“Isolamento, freddo, caldo, fame, tabacco, latrina”. E’ il carcere. E chi non lo conosce, chi non ci è mai stato, chi non ha imparato a difendersi, non può aspirare a diventare un vory v zakone. Perché ‘i ladri in legge’ l’apprendistato lo devono fare in galera. Da sempre. Fin dagli anni Trenta quando, unendosi a bande di dissidenti politici, vengono incarcerati e sbattuti dentro i gulag. La loro confraternita nasce nei campi di lavoro. E nasce da un caposaldo di rivolta al sistema sovietico: rifiutarsi di lavorare e vivere esclusivamente delle proprie attività illegali. Un codice, dunque. Che deve essere rispettato perché chi non lo segue può anche pagare con la morte. Le punizioni sono all’ordine del giorno. Ma non sono improvvisate. E così il boss del clan Kutaisi, ordinando un pestaggio ai suoi luogotenenti, si raccomanda che sia fatto “con tecnica”, magari “colpendolo e facendolo svenire per poi metterlo in macchina”. L’azione poi deve essere eseguita da “ragazzi forti, in forma”. Quindi il padrino chiede che alla persona venga asportato il naso o l’orecchio. Dice “Koba mi senti? O il naso o l’orecchio!”.

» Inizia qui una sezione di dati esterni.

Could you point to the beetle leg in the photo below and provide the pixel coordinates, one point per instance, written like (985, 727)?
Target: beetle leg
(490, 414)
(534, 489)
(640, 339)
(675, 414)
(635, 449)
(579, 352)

Come tutte le associazioni mafiose, anche quella dei ‘ladri in legge’ ha carattere di segretezza. Il rispetto delle regole, dunque, è sacro. Un vory deve tagliare di netto i rapporti con la sua famiglia, non sposarsi né avere figli, aiutare gli altri membri dell’organizzazione, depistare le indagini, mantenere il silenzio. Ogni sua azione deve essere diretta all’accrescimento della confraternita. Ad esempio finanziando con le proprie attività (corruzione, riciclaggio, droga, armi, estorsioni, prostituzione) l’obshak (cassa comune), parte della quale va al sostentamento degli affiliati detenuti e delle loro famiglie. Risultato: le cosche dell’ex Unione Sovietica (oggi stimate in novemila bande con almeno centomila affiliati) contano su tre milioni di fiancheggiatori. In patria. Ma non solo. Anche in Italia e nei luoghi che non ti aspetti. Nel settembre 2012, infatti, una cameriera dell’hotel romano Principe di Torlonia avverte il boss del clan Kutaisi di un controllo della polizia. Gli agenti, a suo dire, stanno anche intercettando le conversazioni degli affiliati. Dice: “I cani (Forze dell’ordine, ndr) avevano chiesto di lui e lo stavano ascoltando, anche in quel momento”. Risultato: la shodka (il consiglio criminale) organizzata presso la lussuosa location del Borgo della Merluzza a Roma per dirimere i contrasti tra i due clan (Kutaisi e Tbilisi/Rustavi) e che da giorni sta richiamando vory v zakone da tutto il mondo viene cancellata.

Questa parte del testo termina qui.